Escandon's early interest in the area

“[Settlers] have been extending themselves with ranches and haciendas, not only in the immediacy of said settlements but also in almost all the other shore of the Rio Grande del Norte and even further, nearly up to the Nueces River, about 20 leagues before the Presidio de la Bahía del Espirito Santo whose land is good for pastures and planting; notwithstanding that I understand the inspectors set it down as useless and sterile, an error that I attribute to their quickly believing someone who, without their having been in the region, gave them a report because they did not see it.”
José de Escandón
In 1746, the Spanish government decided that it was time to begin colonizing the area known as the Seno Mexicano, including South Texas. The presence of the French in the area around Goliad and in East Texas prompted Spain to begin colonizing the area. The Spanish commissioned Don Jose de Escandon to establish the Provincia Nuevo Santander in Northern Mexico and along the Rio Grande River.

Despite having been in the New World for more than 200 years, the Spaniards had done little exploration in the area between the Nueces and Rio Grande Rivers. The settlement at La Bahia del Espiritu Santo in Goliad was the closest activity the Spanish had going in this part of the world.

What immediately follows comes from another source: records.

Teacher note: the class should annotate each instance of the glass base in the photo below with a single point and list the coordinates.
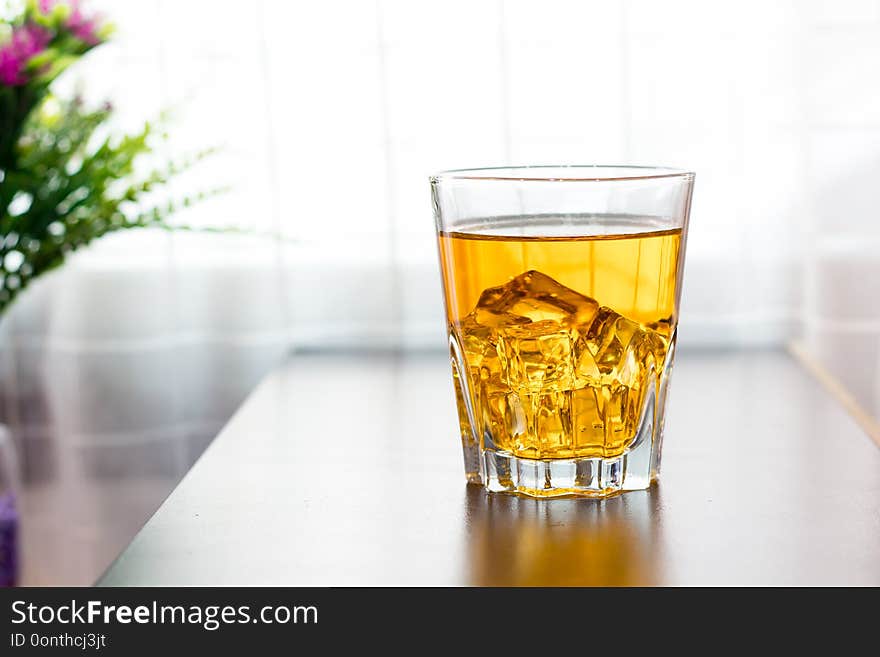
(587, 477)
(636, 469)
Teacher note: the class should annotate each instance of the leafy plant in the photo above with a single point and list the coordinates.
(65, 178)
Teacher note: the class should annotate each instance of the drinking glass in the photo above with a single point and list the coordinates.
(562, 288)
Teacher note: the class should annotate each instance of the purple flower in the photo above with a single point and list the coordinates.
(82, 27)
(85, 28)
(26, 41)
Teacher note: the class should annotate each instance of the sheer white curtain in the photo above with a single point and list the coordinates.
(331, 115)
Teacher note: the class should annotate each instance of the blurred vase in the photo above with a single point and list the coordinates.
(9, 519)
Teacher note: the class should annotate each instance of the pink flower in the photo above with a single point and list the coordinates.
(26, 41)
(84, 29)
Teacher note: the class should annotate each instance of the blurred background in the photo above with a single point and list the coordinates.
(118, 370)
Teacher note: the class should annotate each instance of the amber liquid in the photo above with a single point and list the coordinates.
(562, 337)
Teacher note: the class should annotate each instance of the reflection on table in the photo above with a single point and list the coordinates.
(516, 541)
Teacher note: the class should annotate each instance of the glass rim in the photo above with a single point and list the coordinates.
(531, 173)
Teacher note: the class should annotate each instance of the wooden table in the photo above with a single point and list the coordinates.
(346, 470)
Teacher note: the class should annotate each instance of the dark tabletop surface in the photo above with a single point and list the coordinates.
(346, 470)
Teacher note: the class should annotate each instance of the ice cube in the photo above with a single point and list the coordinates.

When Escandon came up to colonize, pioneers established a road used to travel from Goliad towards the Rio Grande and the Escandon settlement of Camargo. This road crisscrossed through Duval County, most likely through San Diego and Concepcion.

In a report to the central government, Escandon said that he founded a town named Bedoya on May 15, 1749 on the banks of the Nueces River. Escandon reported that Don Pedro Gonzalez de Paredes had organized 50 families and a squadron of soldiers, mostly his family members, to settle the new community. While Captain Paredes delayed his journey due to a lack of corn and an epidemic amongst the horses, they reached their destination by May 15. There is, however, no other mention of Bedoya in subsequent reports from Escandon or others sent by the crown to investigate the new settlements.

Escandon continued to see Camargo and Dolores as crucial to settling the area north of the Rio Grande. Of Camargo, he said it could facilitate the “transit and communication with the Presidio and Mission de la Bahia del Espirito Santo.” Dolores, Escandon believed, “could effect the populating of the Nueces River and lands in between” up to Presidio La Bahia. Escandon clearly wanted to establish a settlement in this untamed area. He hoped for a settlement on the south side of the Nueces River.

He asked several settlers along the Rio Grande to consider this idea. One of these men was Juan Jose Vasquez Borrego who had settled Dolores on the north bank of the Rio Grande above Revilla, in what is now Zapata County. Borrego and his men traveled around the area north of the Rio Grande, particularly on the south banks of the Nueces. After several trips, Borrego concluded that the area was not suitable for a settlement. Borrego’s caporal, or ranch foreman, expressed a different view.

Antonio Manuel Flores reported that while the lands between the Rio Grande and Goliad were not populated, they were “excellent and provided water.” He described the road to La Bahia del Espirito Santo as having “convenient, good, permanent and proportioned” watering places that served both men and beasts. He indicated that the priests from Zacatecas and their companions frequently passed through the area.

Flores may have been in the San Diego area as he described having discovered 30 leagues from Hacienda Dolores “a low hill in which two creeks are formed and connect at a distance of 15 leagues that appear to be permanent.” A league is three miles, so the discovery was some 90 miles from the Rio Grande, which could place Flores and his squadron at the intersection of the San Diego and Tarancahua Creeks, or in the area where San Diego is now located.

A priest or other Spanish explorer most likely named San Diego. These travelers regularly kept diaries to describe places they visited. Oftentimes they named a place for the saint whose feast day fell on the day they discovered a place. In 1691, for example, General Domingo de Teran made an entrada into Texas. On June 6, he reported in his diary that the expedition reached the banks of the Nueces River, which he named San Diego. Five days later, Teran recorded that the “royal standard and camp moved forward toward the north a league and a half to an arroyo which had not been named in the previous expedition. . . I named the arroyo San Diego.” This arroyo does not appear to be the one in Duval County, but rather it was in the area of the Hondo River further northwest. It is likely, however, that San Diego Creek received its name in similar fashion.

It may be more than a coincidence that the original grantees of San Diego were Julian and Ventura Flores, perhaps kin to the caporal at the Hacienda Dolores. Some have said that the father of Julian Flores was one of the original settlers of Mier in 1747, but a list of the census of Mier taken in 1757 shows no one named Flores. Of course, there is a 10-year jump in time and the Flores family could have moved on, perhaps to Dolores, which was upstream from Mier.